Ocado (LON:OCDO) is reporting its interims on 9 July and there should be news of the new retail joint venture and progress with generating revenues from the company’s software and technology.
Ocado is moving from being an online food retailer to being a technology-focused business. This technology focus started more than one year ago, but it is becoming even more true. Shareholders agreed to the new 50/50 joint venture with Marks & Spencer at a general meeting back in May.
Marks & Spencer is paying a total of £750m for its 50% stake in Ocado.com. It is still early days but there should be news of progress. Marks & Spencer products will not be available until September 2020, when the sourcing deal with Waitrose comes to an end.
Retail revenues were 11% ahead in the first quarter, but business was held back by a fire at the warehouse facility in Andover in February. There should be news about the recovery from the fire.

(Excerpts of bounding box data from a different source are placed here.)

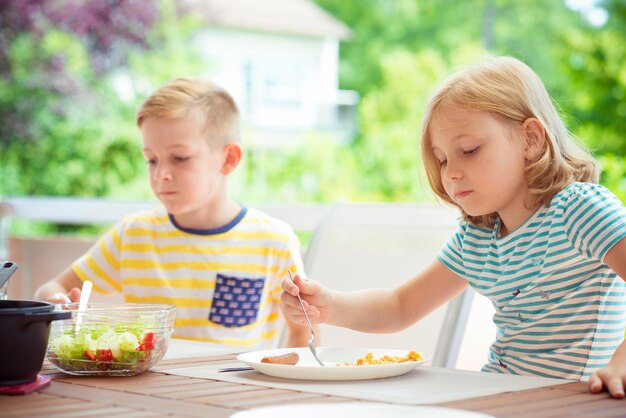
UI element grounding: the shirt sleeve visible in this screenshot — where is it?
[72,221,124,294]
[272,228,307,303]
[437,221,468,278]
[562,183,626,262]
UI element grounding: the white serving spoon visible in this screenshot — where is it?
[74,280,93,334]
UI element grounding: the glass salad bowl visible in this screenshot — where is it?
[46,303,176,376]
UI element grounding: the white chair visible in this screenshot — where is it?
[304,203,473,367]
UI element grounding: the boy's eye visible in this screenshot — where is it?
[463,147,479,155]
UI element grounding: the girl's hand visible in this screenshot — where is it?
[280,275,330,325]
[589,361,626,399]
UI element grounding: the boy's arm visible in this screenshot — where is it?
[34,267,83,303]
[589,238,626,399]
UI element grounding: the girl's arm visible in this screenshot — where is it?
[589,238,626,399]
[282,260,467,333]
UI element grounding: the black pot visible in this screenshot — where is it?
[0,300,72,386]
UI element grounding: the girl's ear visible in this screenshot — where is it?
[222,142,241,175]
[522,118,546,160]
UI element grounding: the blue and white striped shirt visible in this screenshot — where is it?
[438,183,626,380]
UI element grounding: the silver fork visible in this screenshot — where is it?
[287,269,324,367]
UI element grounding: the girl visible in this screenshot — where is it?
[282,57,626,398]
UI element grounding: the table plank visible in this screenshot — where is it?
[43,382,232,418]
[0,354,626,418]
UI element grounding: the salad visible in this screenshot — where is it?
[48,324,167,375]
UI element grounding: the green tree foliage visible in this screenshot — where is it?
[317,0,626,200]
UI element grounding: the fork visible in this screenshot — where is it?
[287,269,325,367]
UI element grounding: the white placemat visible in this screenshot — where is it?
[159,361,570,405]
[163,338,244,360]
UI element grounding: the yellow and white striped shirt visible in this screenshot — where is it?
[72,207,303,348]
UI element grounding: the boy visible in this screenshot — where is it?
[35,78,308,348]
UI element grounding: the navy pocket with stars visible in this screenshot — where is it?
[209,274,265,328]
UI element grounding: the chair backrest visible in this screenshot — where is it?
[304,203,472,367]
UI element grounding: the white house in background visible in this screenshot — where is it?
[178,0,358,146]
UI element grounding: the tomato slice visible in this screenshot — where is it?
[83,350,96,361]
[137,332,156,351]
[96,348,115,362]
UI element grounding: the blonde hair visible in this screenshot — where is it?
[422,57,598,228]
[136,77,240,146]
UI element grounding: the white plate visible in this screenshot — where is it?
[231,402,493,418]
[237,347,426,380]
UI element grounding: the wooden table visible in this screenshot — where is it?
[0,354,626,418]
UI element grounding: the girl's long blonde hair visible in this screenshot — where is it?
[422,57,598,228]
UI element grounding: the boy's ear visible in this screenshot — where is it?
[522,118,546,160]
[222,143,241,175]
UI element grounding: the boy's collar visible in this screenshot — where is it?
[167,206,248,235]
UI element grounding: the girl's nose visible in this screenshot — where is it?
[152,164,172,180]
[445,163,463,181]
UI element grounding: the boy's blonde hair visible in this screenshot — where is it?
[136,77,240,146]
[422,57,598,228]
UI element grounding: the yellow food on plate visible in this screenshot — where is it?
[338,351,424,366]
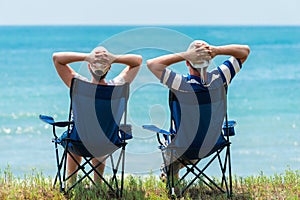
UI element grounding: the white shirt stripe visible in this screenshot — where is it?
[220,64,231,85]
[229,57,241,74]
[172,74,182,90]
[163,69,171,85]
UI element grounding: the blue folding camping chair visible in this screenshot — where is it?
[40,78,132,198]
[143,87,236,197]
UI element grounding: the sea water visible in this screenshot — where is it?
[0,26,300,176]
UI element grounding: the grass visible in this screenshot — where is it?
[0,167,300,200]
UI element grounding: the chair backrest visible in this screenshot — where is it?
[169,87,227,159]
[70,78,129,157]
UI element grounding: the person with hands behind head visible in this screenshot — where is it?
[53,46,142,182]
[147,40,250,177]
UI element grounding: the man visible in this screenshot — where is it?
[53,47,142,182]
[147,40,250,178]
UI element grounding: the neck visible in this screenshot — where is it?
[92,78,107,85]
[189,67,207,82]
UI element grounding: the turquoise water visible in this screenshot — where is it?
[0,26,300,176]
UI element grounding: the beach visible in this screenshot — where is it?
[0,26,300,176]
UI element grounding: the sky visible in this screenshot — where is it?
[0,0,300,25]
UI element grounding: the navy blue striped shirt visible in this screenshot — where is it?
[160,57,242,91]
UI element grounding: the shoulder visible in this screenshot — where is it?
[107,74,126,85]
[74,73,89,82]
[217,57,242,85]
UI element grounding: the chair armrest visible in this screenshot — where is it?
[119,124,133,140]
[223,120,236,136]
[142,125,174,135]
[39,115,74,127]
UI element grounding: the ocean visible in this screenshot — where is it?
[0,26,300,176]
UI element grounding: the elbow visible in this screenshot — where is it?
[137,55,143,66]
[146,59,155,71]
[245,45,250,56]
[240,45,250,63]
[52,52,60,64]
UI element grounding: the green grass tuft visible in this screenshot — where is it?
[0,167,300,200]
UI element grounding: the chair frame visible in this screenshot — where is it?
[39,78,131,198]
[143,88,236,198]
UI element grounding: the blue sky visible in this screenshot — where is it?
[0,0,300,25]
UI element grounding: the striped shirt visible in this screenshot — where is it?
[160,57,242,91]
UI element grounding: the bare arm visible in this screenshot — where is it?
[209,44,250,63]
[52,52,89,87]
[147,45,211,79]
[112,54,142,83]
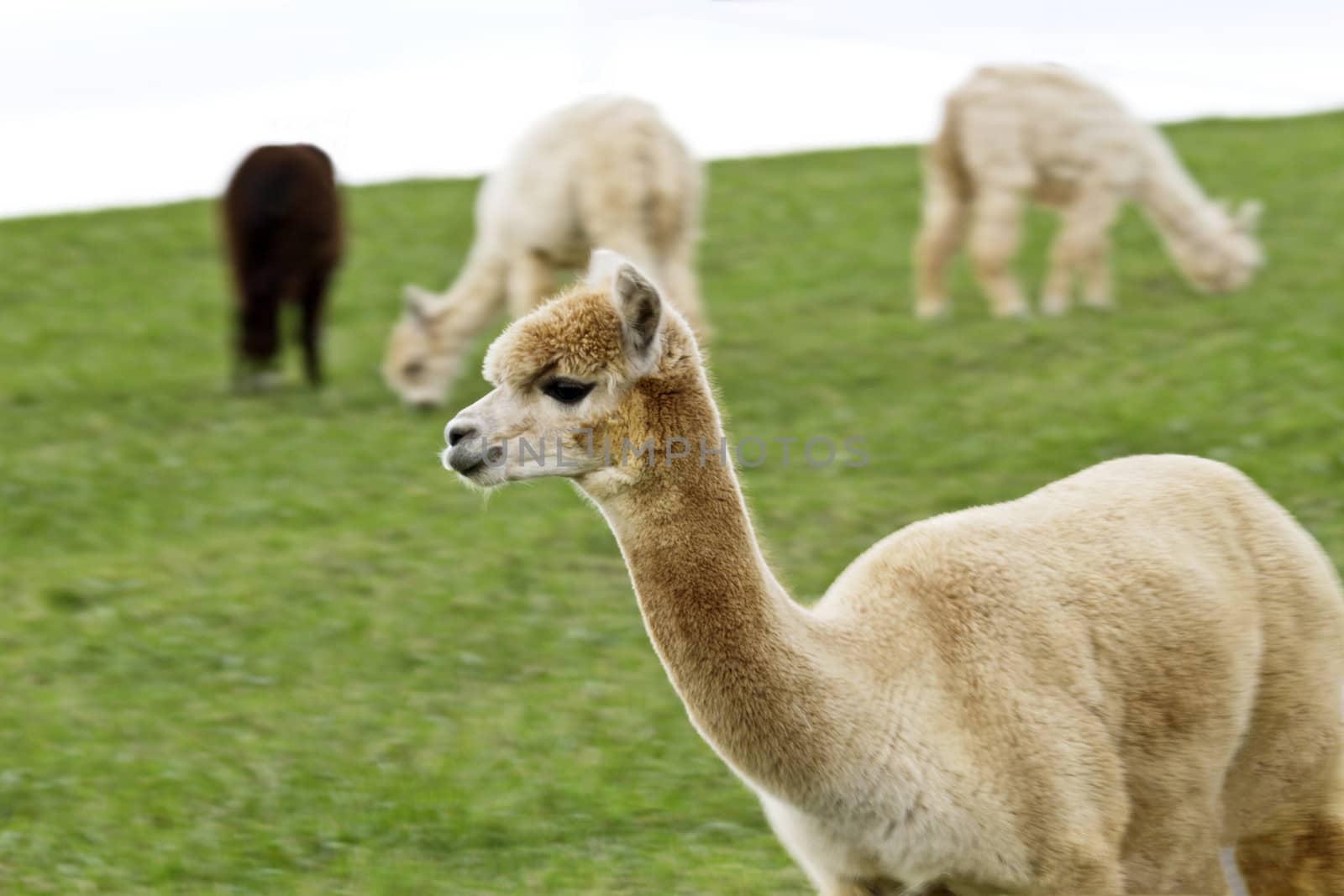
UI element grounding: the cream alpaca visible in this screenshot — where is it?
[444,253,1344,896]
[383,97,706,406]
[916,65,1262,317]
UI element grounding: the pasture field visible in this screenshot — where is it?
[8,114,1344,896]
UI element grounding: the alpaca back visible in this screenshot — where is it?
[932,65,1163,204]
[477,97,701,266]
[817,455,1344,837]
[224,144,341,292]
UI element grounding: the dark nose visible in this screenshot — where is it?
[448,423,475,448]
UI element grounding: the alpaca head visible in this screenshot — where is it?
[442,250,717,486]
[383,286,472,408]
[1169,202,1265,293]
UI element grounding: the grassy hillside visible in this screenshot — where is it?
[0,114,1344,896]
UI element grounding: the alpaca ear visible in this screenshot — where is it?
[587,249,663,368]
[402,284,434,325]
[1232,199,1265,233]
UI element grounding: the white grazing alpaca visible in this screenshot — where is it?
[914,65,1263,317]
[444,253,1344,896]
[383,97,708,407]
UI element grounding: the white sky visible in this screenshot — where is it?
[0,0,1344,217]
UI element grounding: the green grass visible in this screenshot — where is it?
[0,108,1344,896]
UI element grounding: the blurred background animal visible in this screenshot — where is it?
[383,97,708,407]
[914,65,1263,317]
[223,144,343,388]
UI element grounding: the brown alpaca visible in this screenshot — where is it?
[444,253,1344,896]
[223,144,341,387]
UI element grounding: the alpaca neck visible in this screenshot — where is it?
[580,381,836,804]
[1137,130,1214,259]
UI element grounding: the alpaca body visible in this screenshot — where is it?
[445,254,1344,896]
[747,457,1344,893]
[916,65,1262,317]
[223,144,341,387]
[383,97,706,405]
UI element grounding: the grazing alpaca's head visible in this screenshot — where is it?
[1167,202,1265,293]
[383,285,475,408]
[444,250,717,489]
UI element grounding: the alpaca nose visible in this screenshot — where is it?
[444,421,475,448]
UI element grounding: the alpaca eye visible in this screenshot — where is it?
[542,380,594,405]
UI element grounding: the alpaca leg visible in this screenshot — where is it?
[1040,186,1120,314]
[970,186,1030,317]
[914,170,966,318]
[508,250,555,320]
[234,270,284,390]
[1236,817,1344,896]
[298,271,331,385]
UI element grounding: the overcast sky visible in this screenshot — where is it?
[0,0,1344,215]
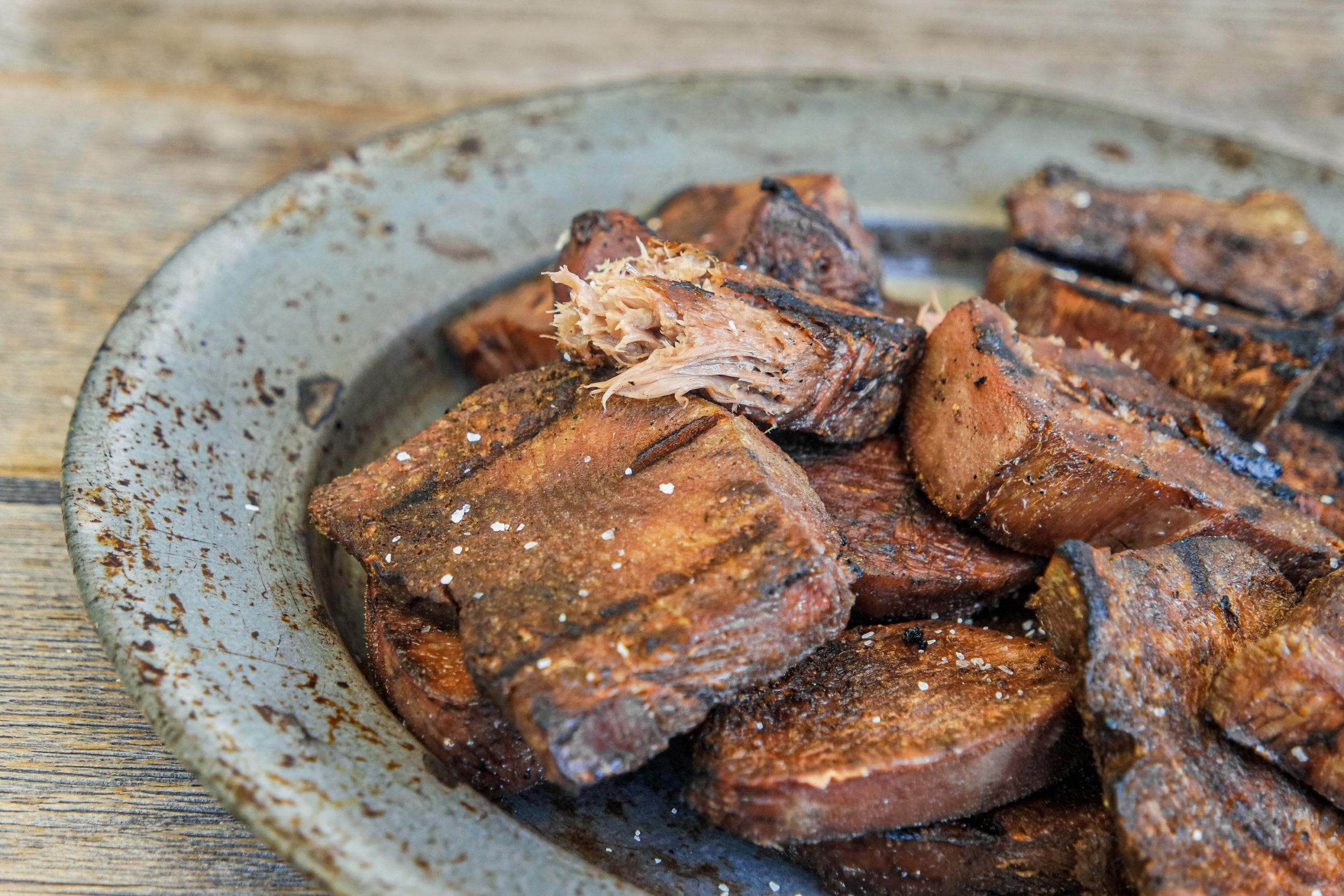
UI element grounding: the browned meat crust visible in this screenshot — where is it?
[444,276,559,384]
[545,208,655,304]
[1265,420,1344,536]
[364,576,542,797]
[785,775,1128,896]
[649,173,881,296]
[687,620,1079,844]
[1004,165,1344,319]
[790,435,1046,619]
[1032,539,1344,896]
[551,239,923,442]
[1207,570,1344,807]
[1297,314,1344,423]
[310,367,854,787]
[905,300,1344,584]
[985,248,1334,438]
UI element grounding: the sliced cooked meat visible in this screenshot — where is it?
[649,173,881,292]
[985,248,1334,438]
[687,620,1080,844]
[444,276,559,384]
[551,240,923,442]
[1004,165,1344,319]
[785,775,1128,896]
[310,367,854,787]
[905,300,1344,584]
[1297,314,1344,423]
[1032,539,1344,896]
[364,576,542,797]
[1207,570,1344,807]
[1265,420,1344,536]
[545,208,655,304]
[790,435,1046,619]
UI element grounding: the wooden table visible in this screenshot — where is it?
[8,0,1344,894]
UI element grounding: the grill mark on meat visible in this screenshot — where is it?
[687,620,1078,844]
[631,416,718,473]
[1004,165,1344,319]
[905,300,1344,583]
[1031,537,1344,896]
[1205,572,1344,807]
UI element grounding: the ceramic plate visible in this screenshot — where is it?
[65,79,1344,896]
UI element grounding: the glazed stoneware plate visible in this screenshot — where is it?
[65,79,1344,896]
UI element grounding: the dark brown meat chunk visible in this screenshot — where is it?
[1265,420,1344,537]
[545,208,655,304]
[905,300,1344,584]
[1207,570,1344,807]
[785,775,1128,896]
[1004,165,1344,319]
[790,435,1046,619]
[1032,539,1344,896]
[687,620,1080,844]
[1297,314,1344,423]
[444,276,559,384]
[985,248,1334,438]
[649,173,881,298]
[310,367,854,787]
[364,576,542,797]
[552,239,923,442]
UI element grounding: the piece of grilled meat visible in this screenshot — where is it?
[545,208,656,306]
[687,620,1080,844]
[649,175,881,308]
[789,435,1046,619]
[1032,537,1344,896]
[1265,420,1344,537]
[551,239,923,442]
[905,300,1344,584]
[1004,165,1344,319]
[364,576,542,797]
[444,276,561,384]
[1205,570,1344,809]
[309,367,854,787]
[785,771,1128,896]
[985,248,1334,438]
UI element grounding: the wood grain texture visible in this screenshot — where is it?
[0,0,1344,893]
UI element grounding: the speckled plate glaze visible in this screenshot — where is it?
[65,79,1344,896]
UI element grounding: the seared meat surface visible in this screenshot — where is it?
[551,240,923,442]
[985,248,1334,438]
[1207,570,1344,807]
[444,276,559,384]
[785,774,1128,896]
[1032,537,1344,896]
[649,175,881,308]
[790,435,1046,619]
[364,576,542,797]
[1265,420,1344,537]
[687,620,1080,844]
[310,367,854,787]
[1004,165,1344,319]
[905,300,1344,584]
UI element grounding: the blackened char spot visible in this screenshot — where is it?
[382,471,438,517]
[631,415,719,474]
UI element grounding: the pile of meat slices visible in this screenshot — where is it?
[310,166,1344,896]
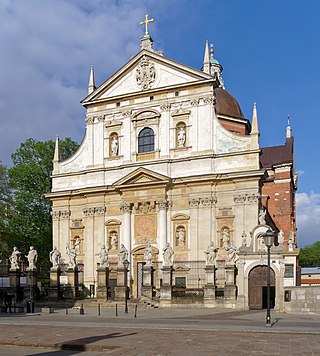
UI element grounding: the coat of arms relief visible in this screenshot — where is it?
[136,56,156,90]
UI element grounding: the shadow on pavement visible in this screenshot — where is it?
[24,333,137,356]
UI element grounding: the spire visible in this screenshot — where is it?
[140,14,154,51]
[203,40,210,74]
[88,65,96,94]
[250,103,260,148]
[52,135,60,174]
[286,114,291,138]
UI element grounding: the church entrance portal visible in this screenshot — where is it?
[249,266,276,309]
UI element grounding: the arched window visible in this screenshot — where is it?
[138,127,154,153]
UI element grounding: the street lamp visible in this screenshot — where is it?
[263,229,275,326]
[123,259,129,313]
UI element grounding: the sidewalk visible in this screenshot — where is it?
[0,307,320,356]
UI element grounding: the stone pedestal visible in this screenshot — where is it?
[142,265,153,299]
[114,267,126,300]
[160,266,173,300]
[203,265,216,299]
[97,267,109,300]
[48,267,61,301]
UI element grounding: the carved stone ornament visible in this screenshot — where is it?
[136,56,156,90]
[200,197,217,206]
[160,103,171,111]
[188,198,200,208]
[120,203,132,214]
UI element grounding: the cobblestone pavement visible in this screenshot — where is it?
[0,309,320,356]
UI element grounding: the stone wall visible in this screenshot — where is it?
[284,286,320,313]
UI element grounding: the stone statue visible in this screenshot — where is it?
[241,231,247,247]
[9,246,21,270]
[143,241,152,266]
[163,243,174,266]
[118,244,128,267]
[221,228,230,249]
[226,241,239,263]
[288,231,294,251]
[111,136,119,156]
[98,245,109,268]
[176,227,186,246]
[66,244,77,268]
[111,231,118,250]
[204,241,218,266]
[278,230,284,244]
[73,237,81,256]
[178,126,186,147]
[25,246,38,271]
[259,208,267,225]
[49,246,61,268]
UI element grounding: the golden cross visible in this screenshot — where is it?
[140,14,154,36]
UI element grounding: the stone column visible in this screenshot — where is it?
[120,203,132,256]
[97,267,109,300]
[203,265,216,300]
[160,266,173,300]
[158,200,168,262]
[142,265,153,299]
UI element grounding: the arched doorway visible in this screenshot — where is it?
[248,266,276,309]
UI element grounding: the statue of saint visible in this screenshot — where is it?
[98,245,109,268]
[9,246,21,269]
[176,227,186,246]
[111,136,119,156]
[259,208,267,225]
[118,244,128,267]
[178,126,186,147]
[111,231,118,250]
[66,244,77,268]
[49,246,61,268]
[163,243,174,266]
[143,241,152,266]
[221,228,230,249]
[204,241,218,265]
[25,246,38,271]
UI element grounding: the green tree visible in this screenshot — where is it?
[300,241,320,267]
[8,138,78,273]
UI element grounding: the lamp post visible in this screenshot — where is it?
[123,259,129,313]
[263,229,275,326]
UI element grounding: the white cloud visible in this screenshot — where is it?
[296,192,320,247]
[0,0,157,164]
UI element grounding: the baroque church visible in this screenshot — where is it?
[47,16,299,309]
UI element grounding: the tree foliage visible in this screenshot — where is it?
[7,138,78,270]
[300,241,320,267]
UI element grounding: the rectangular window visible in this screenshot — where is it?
[284,264,294,278]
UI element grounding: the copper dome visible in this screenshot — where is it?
[214,88,244,119]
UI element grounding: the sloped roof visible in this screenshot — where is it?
[260,137,293,168]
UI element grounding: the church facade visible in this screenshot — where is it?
[48,24,299,309]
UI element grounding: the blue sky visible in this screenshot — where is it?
[0,0,320,247]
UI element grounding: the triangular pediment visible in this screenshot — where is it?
[113,168,170,188]
[82,50,212,105]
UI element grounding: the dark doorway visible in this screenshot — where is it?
[248,266,276,309]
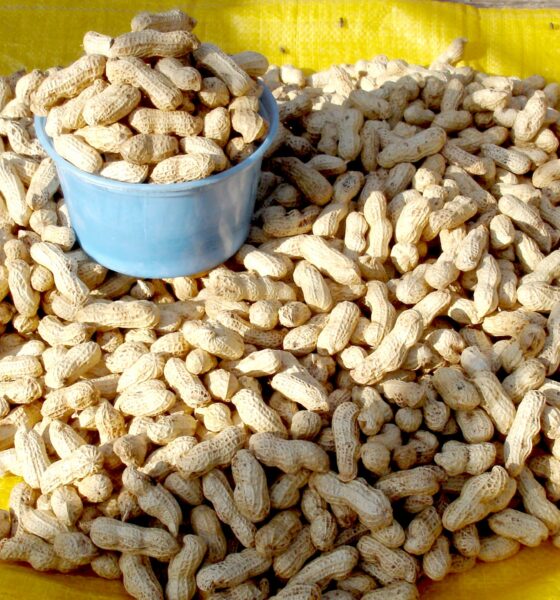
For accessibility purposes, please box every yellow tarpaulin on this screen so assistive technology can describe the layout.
[0,0,560,600]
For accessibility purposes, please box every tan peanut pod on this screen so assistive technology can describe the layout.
[93,400,126,446]
[163,358,211,408]
[14,69,47,105]
[90,517,179,561]
[364,281,396,349]
[271,365,328,412]
[402,507,443,555]
[249,433,328,473]
[0,355,43,381]
[165,535,207,600]
[489,214,515,250]
[273,526,316,579]
[270,469,311,509]
[41,225,76,251]
[14,428,51,489]
[49,420,86,458]
[204,369,239,401]
[75,123,132,152]
[130,8,196,31]
[82,31,113,56]
[177,426,246,476]
[231,450,270,523]
[520,467,560,534]
[488,508,549,547]
[196,548,272,592]
[117,352,166,392]
[498,195,550,252]
[99,160,149,183]
[332,402,360,482]
[362,190,392,261]
[45,341,101,389]
[442,466,515,531]
[25,157,59,210]
[90,552,121,579]
[357,535,418,583]
[273,157,333,206]
[502,358,546,403]
[58,79,109,129]
[202,106,231,148]
[509,231,545,273]
[517,281,560,312]
[360,442,391,476]
[532,159,560,189]
[255,510,302,558]
[53,532,98,566]
[155,57,202,92]
[119,552,163,600]
[0,533,67,572]
[179,135,230,172]
[351,310,423,384]
[105,342,148,374]
[293,261,332,312]
[231,108,268,144]
[8,482,39,536]
[115,379,177,417]
[395,264,430,304]
[377,127,447,169]
[163,473,204,506]
[477,535,521,562]
[290,410,322,440]
[422,535,451,581]
[106,56,183,110]
[31,242,89,304]
[83,83,141,126]
[50,485,84,527]
[504,391,546,476]
[288,546,358,589]
[193,43,254,96]
[128,108,203,136]
[0,158,31,226]
[453,524,480,558]
[310,473,392,530]
[33,55,107,111]
[432,367,480,410]
[0,377,43,404]
[191,504,227,563]
[373,466,444,501]
[362,581,420,600]
[362,521,406,548]
[513,90,547,142]
[41,445,103,494]
[53,133,103,173]
[120,134,179,164]
[231,389,288,437]
[109,29,199,58]
[151,154,214,183]
[122,466,182,536]
[74,298,160,329]
[455,408,494,444]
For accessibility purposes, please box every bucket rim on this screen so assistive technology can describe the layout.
[34,80,279,194]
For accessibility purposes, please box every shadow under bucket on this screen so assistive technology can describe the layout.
[35,87,278,278]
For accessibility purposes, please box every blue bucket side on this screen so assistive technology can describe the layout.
[37,83,278,278]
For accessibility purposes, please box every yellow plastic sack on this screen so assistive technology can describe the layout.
[0,0,560,600]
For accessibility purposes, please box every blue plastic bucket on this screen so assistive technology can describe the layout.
[35,88,278,278]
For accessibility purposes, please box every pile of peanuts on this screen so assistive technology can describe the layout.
[0,12,560,600]
[33,10,268,183]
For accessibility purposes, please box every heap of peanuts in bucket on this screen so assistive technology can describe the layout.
[0,11,560,600]
[32,11,268,183]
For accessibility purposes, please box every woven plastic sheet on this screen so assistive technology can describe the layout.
[0,0,560,600]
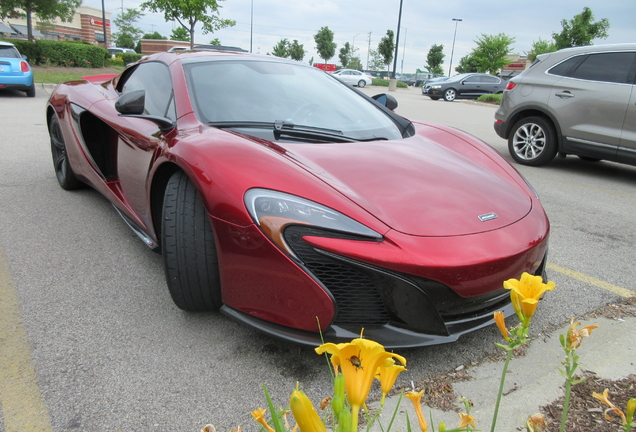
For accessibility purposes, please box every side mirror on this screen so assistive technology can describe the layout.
[371,93,397,111]
[115,90,175,132]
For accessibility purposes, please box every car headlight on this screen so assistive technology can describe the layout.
[244,189,382,257]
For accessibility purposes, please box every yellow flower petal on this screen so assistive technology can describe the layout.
[404,390,428,432]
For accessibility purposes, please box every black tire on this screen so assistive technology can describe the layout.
[508,117,558,166]
[49,114,84,190]
[161,171,222,312]
[444,89,457,102]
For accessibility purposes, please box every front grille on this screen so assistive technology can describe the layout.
[284,226,389,326]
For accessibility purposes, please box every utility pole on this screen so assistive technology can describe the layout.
[367,32,371,70]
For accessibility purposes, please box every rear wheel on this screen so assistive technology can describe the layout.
[161,171,222,311]
[49,114,84,190]
[508,117,558,166]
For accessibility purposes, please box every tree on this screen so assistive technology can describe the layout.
[0,0,82,42]
[368,49,386,70]
[455,52,479,73]
[170,26,190,42]
[289,39,306,61]
[472,33,515,74]
[140,0,236,49]
[271,38,289,58]
[135,31,168,53]
[338,42,353,68]
[113,9,144,48]
[426,44,446,75]
[378,30,395,70]
[528,38,557,61]
[552,7,609,49]
[314,27,338,63]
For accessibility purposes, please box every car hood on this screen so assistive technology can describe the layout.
[278,131,532,236]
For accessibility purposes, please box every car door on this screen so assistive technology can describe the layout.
[117,62,176,228]
[548,52,635,158]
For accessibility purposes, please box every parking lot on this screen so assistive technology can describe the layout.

Morrison is helping Ocado out with its warehouse problem. Ocado will have sole use of the Erith facility until January 2021, after which Morrison will have a pre-agreed 30% of Erith’s capacity.
Ocado has developed a smart platform that can be used for other retail operations. It does not have to be food retail.
Last year, the solutions division increased its EBITDA loss from £6.6m to £17.9m, even though revenues rose from £106.2m to £123m. Revenues predominantly come from Morrison, although other deals have been done.
Of course, that reported loss does not take account of the investment that is being poured into the technology. Last year, capitalised investment in intangibles was £57.3m. That figure is likely to rise with the development of the Zoom product.
The IFRS 15 accounting standard means that revenues will not be recognised prior to a deal going live. This does not affect cash flow, but it does mean that revenues will be lower and the reported loss will be higher.
More recent deals include one with New York Stock Exchange-listed retailer Kroger, where Ocado will eventually run 20 fulfilment centres. Australian retailer Coles online grocery business has signed up to the Ocado Smart Platform.
Other deals have been done with Groupe Casino in France, Bon Preu in Catalonia and Sobeys in Toronto.
The new JV will also generate technology revenues.
Ocado remains loss-making and although it had net cash of £102.2m at the beginning of March 2019. Ocado is receiving an initial £562.5m in cash from Marks & Spencer, but this will not be in the balance sheet at the end of the six month period. A further £187.5m is deferred for five years and is dependent on financial and operational conditions.
There is likely to be significant capital investment in tangible assets on top of the capitalised development of technology. That means that the cash outflow is set to continue.